I won't lie, your hair will be weird for a while. Do what you can


It helps a lot to get good haircuts on a regular basis. Find a stylist you like.


OR- ugh it's really not the cut just the extreme postpartum hair loss and weird regrowth. Back to back pregnancies, half my hair is like four inches long and frizzy curly, the rest is long and straight. I wear a lot of headbands!


I went pixie. It’s such a relief to not worry about hair.
Anonymous
Anonymous wrote:Totally agree that a good bra is a GAME CHANGER. Your body will be different. Even when I was my pre-pregnancy size again, my shape was different so lots of the clothes I owned looked bad, I needed a different cut of jeans, etc. High waist compression leggings are life. So are spanx.

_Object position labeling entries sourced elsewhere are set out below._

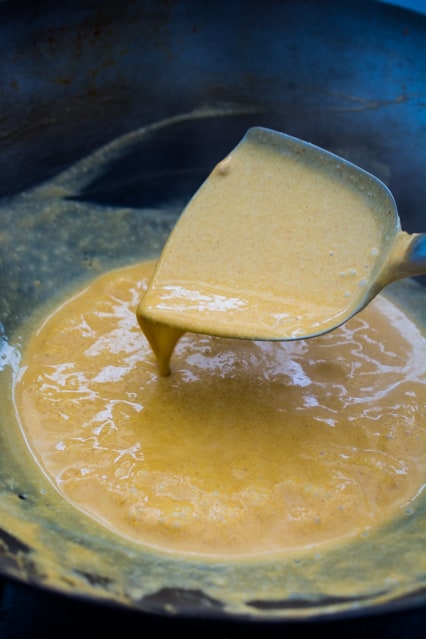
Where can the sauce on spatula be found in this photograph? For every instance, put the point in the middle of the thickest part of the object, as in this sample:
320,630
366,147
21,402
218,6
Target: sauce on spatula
271,247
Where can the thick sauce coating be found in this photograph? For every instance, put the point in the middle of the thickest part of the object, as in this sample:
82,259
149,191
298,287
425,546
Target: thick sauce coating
249,447
271,246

This might sound weird but I look "like a mom" now and I always thought my mom was absultely beautiful and smelled so nice. I loved watching her get ready to go on dates with my dad, smelling her perfume, her skin was so soft when she hugged me. I tell myself no matter what my perception of myself is, my daughter will have similar memories with me and it lifts me up. My husband also genuinely finds me attractive still which helps.

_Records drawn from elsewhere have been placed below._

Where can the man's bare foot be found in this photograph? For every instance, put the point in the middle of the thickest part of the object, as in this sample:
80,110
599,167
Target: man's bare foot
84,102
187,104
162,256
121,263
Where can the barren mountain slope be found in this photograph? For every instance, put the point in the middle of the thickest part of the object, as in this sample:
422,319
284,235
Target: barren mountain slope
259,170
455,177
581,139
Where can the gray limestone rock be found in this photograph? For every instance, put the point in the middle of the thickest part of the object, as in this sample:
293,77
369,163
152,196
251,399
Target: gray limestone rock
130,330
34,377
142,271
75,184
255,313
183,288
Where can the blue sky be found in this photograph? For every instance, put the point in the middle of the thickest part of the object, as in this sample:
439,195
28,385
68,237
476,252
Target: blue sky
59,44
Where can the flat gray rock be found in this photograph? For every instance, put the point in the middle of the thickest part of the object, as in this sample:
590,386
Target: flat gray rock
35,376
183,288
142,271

I would pin this post if I could. Practical (good bras!) but so emotionally perfect. I still think my elderly mom is beautiful and soft. Hope I know you, PP!
Anonymous
I know this is less effective if you have to spell this out for your husband but for me it was him. Around 4 weeks or so he just would not be able to keep his hands off me And sex was SUPER enthusiastic...he was just so so so into me. He always is but postpartum there was always a crazy spike in passion. He basically talked me into being happy with my body, or sexed me back into being happy with my body, or at least accepting of haha
Anonymous
Anonymous wrote:I know this is less effective if you have to spell this out for your husband but for me it was him. Around 4 weeks or so he just would not be able to keep his hands off me And sex was SUPER enthusiastic...he was just so so so into me. He always is but postpartum there was always a crazy spike in passion. He basically talked me into being happy with my body, or sexed me back into being happy with my body, or at least accepting of haha


This sounds wonderful! Congrats!
Anonymous
you won't turn into a hideous troll just because you have a baby! I've had two, and I got back to my pre-pregnancy weight and body after each. Don't really remember how long it took -- probably 6-8 months. I breast fed both for a year and the weight came off very fast. I was also good about doing Pilates (but not really any other exercise). My hair and skin were the same afterward and my clothes fit pretty much the same. Don't think about it too much--just concentrate on doing what you need to do to get through your pregnancy and the baby stage, and things will eventually come together.
Anonymous
I am 3 months postpartum and social distancing and I just took some time last weekend to paint my nails, put on a mask, olaplex. I felt so much better afterwards!